Se, nella mia inarrestabile voracità di opere di genere, Ubik di P.K.Dick ha segnato il mio punto di riferimento assoluto per la fantascienza, la lettura de Il Ritorno del Cavaliere Oscuro di Frank Miller ha fissato per sempre quello dei fumetti, non meno importante per uno che, all’epoca, frequentava insaziabilmente le edizioni del Lucca Comics, quando ancora si svolgevano nel Palazzetto dello Sport. Furono anni magici di continuo aggiornamento sugli autori europei più impegnati, da Moebius a Enki Bilal, passando per Manara e il recupero (ugh, mi fa ancora male il pensiero) di Andrea Pazienza; fra di loro, tuttavia, in termini di risultati artistici, facevo convintamente rientrare statunitensi e inglesi come Miller, Alan Moore o, dalla parte del puro disegno, Bill Sienkiewicz, Brian Bolland e Dave McKean, artefici di una nuova e più matura stagione per i supereroi.

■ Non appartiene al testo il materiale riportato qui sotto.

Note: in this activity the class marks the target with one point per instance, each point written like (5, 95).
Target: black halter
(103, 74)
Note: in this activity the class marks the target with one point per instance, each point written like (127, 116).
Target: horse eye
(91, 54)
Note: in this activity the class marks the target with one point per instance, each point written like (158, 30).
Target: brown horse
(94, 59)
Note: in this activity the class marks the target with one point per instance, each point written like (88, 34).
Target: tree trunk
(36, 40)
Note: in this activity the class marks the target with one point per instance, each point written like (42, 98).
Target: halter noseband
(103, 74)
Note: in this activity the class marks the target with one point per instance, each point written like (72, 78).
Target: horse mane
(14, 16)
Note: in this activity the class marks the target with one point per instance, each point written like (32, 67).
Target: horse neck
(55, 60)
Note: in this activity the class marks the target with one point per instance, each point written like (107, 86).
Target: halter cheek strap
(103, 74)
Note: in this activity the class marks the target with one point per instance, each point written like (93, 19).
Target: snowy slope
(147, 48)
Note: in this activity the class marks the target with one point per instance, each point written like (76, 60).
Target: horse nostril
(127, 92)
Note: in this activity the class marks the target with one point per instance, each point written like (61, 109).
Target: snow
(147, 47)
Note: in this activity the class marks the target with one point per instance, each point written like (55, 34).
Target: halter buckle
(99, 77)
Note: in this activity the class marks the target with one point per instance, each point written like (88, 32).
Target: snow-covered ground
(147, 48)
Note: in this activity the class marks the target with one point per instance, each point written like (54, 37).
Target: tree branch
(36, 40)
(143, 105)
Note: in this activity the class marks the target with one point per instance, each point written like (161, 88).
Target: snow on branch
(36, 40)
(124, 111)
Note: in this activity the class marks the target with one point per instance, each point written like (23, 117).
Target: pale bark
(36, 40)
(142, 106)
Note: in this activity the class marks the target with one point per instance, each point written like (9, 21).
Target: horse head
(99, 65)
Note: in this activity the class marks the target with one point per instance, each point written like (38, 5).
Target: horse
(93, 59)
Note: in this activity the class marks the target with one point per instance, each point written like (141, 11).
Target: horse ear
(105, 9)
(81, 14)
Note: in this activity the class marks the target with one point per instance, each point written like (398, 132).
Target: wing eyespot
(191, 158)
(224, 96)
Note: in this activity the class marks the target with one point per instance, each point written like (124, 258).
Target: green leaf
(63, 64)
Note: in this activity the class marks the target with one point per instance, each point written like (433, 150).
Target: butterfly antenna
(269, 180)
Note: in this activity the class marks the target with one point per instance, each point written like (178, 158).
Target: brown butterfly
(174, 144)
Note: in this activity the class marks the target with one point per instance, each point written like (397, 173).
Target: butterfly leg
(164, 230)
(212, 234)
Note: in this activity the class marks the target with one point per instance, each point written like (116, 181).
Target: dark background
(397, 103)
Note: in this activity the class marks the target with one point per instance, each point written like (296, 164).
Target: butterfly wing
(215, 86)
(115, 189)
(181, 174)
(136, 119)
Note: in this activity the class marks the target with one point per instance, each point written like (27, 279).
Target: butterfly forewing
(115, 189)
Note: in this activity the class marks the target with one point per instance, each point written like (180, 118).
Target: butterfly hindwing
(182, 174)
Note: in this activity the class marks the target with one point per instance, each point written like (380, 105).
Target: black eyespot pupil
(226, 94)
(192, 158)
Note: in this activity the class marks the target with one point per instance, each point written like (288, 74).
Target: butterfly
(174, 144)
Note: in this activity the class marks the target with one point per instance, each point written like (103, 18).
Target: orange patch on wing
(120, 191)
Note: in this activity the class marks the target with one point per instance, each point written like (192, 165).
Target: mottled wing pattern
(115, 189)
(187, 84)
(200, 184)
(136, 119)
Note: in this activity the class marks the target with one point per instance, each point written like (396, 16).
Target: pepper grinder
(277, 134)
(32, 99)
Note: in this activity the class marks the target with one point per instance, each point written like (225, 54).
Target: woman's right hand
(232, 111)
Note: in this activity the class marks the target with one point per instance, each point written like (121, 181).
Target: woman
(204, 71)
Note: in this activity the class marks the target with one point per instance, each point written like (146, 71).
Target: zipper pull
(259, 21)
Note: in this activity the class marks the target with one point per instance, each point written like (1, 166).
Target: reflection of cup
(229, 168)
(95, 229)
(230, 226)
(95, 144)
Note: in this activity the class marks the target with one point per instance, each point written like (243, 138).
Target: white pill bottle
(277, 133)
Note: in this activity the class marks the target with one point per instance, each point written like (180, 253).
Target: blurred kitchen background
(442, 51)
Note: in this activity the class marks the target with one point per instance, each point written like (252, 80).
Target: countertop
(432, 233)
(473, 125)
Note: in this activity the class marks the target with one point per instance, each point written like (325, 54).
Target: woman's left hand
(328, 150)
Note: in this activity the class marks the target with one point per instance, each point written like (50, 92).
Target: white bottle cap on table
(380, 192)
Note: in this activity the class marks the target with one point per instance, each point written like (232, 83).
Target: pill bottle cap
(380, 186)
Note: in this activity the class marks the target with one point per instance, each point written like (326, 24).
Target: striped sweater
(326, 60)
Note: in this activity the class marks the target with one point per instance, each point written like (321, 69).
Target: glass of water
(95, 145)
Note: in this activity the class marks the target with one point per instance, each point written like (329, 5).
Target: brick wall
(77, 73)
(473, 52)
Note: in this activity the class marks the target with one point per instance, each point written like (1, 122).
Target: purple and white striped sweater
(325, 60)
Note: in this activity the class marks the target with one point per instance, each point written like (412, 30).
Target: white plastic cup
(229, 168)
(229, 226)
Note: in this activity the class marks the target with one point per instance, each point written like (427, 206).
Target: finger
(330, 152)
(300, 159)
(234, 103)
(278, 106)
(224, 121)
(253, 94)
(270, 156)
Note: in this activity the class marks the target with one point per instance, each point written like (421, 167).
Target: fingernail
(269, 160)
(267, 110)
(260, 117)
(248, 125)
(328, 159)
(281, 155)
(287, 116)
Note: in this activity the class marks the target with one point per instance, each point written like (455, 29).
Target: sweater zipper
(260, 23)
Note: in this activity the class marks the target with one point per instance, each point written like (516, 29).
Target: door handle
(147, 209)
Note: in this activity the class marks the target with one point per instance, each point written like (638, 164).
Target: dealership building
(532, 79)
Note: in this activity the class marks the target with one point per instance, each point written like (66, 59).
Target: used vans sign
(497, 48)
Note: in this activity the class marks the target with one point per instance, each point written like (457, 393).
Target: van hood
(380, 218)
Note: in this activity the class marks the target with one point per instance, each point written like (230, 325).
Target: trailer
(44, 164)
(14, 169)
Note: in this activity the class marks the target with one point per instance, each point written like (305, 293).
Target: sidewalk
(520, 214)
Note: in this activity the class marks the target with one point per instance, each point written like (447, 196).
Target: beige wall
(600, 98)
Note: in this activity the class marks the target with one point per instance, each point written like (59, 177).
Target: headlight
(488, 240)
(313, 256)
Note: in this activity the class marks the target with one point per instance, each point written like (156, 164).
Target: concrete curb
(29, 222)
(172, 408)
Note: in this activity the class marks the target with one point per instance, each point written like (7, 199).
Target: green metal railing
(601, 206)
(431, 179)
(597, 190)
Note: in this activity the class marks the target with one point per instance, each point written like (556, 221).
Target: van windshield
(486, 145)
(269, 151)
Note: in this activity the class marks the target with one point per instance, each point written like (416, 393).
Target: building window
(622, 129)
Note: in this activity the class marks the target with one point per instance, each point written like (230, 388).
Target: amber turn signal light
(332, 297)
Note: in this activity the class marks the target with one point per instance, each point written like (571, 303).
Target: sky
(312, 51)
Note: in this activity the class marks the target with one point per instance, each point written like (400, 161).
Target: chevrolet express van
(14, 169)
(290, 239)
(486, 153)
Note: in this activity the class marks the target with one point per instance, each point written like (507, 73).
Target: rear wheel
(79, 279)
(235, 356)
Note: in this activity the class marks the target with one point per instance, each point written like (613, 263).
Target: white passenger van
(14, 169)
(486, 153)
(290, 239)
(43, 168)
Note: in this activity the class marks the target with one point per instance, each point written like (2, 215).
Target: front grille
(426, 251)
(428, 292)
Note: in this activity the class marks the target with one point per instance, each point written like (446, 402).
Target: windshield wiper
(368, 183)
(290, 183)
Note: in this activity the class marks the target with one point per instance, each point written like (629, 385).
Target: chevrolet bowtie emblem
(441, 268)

La lettura de Il Ritorno del Cavaliere Oscuro di Frank Miller ha fissato per sempre il mio punto di riferimento nella letteratura supereroistica
Tutti, ormai, conosciamo queste caratteristiche, e anche chi non ne sapeva niente le imparò attraverso i videogiochi: da una parte l’attitudine metodica all’investigazione, aiutata dalla sapienza nell’uso e sviluppo di nuove tecnologie; dall’altra, uno stile di combattimento che – uomo tra gli uomini – Batman non poteva che sfruttare in una doppia ma coerente direzione, col continuo alternarsi di risse con avversari multipli e, in caso questi fossero armati, con un lento e teatrale avvicinamento stealth alle sue vittime. Anche solo questi pensieri bastano e avanzano per farmi desiderare il ritorno del Pipistrello, ancor più dal momento che so perfettamente che ciò avverrà, presto o tardi che sia. Un ritorno in grande stile che mi fa quasi sentire osservato, come se Batman mi guardasse serio e silenzioso, appeso pazientemente nella mia stanza.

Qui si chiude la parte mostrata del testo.